On preconditioned Riemannian gradient methods for minimizing the Gross-Pitaevskii energy functional: algorithms, global convergence and optimal local convergence rate

In this article, we propose a unified framework for preconditioned Riemannian gradient (P-RG) methods to minimize Gross-Pitaevskii (GP) energy functionals with rotation on a Riemannian manifold. This framework enables comprehensive analysis of existing projected Sobolev gradient methods and facilitates the construction of highly efficient P-RG algorithms. Under mild assumptions on the preconditioner, we prove energy dissipation and global convergence.

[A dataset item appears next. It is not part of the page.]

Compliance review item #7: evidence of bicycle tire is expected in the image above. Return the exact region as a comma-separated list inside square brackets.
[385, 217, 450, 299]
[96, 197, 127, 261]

Local convergence is more challenging due to phase and rotational invariances. Assuming the GP functional is Morse-Bott, we derive a sharp Polyak-\L ojasiewicz (PL) inequality near minimizers. This allows precise characterization of the local convergence rate via the condition number $\mu/L$, where $\mu$ and $L$ are the lower and upper bounds of the spectrum of a combined operator (preconditioner and Hessian) on a closed subspace. By combining spectral analysis with the PL inequality, we identify an optimal preconditioner achieving the best possible local convergence rate: $(L-\mu)/(L+\mu)+\varepsilon$ ($\varepsilon>0$ small). To our knowledge, this is the first rigorous derivation of the local convergence rate for P-RG methods applied to GP functionals with two symmetry structures. Numerical experiments on rapidly rotating Bose-Einstein condensates validate the theoretical results and compare the performance of different preconditioners.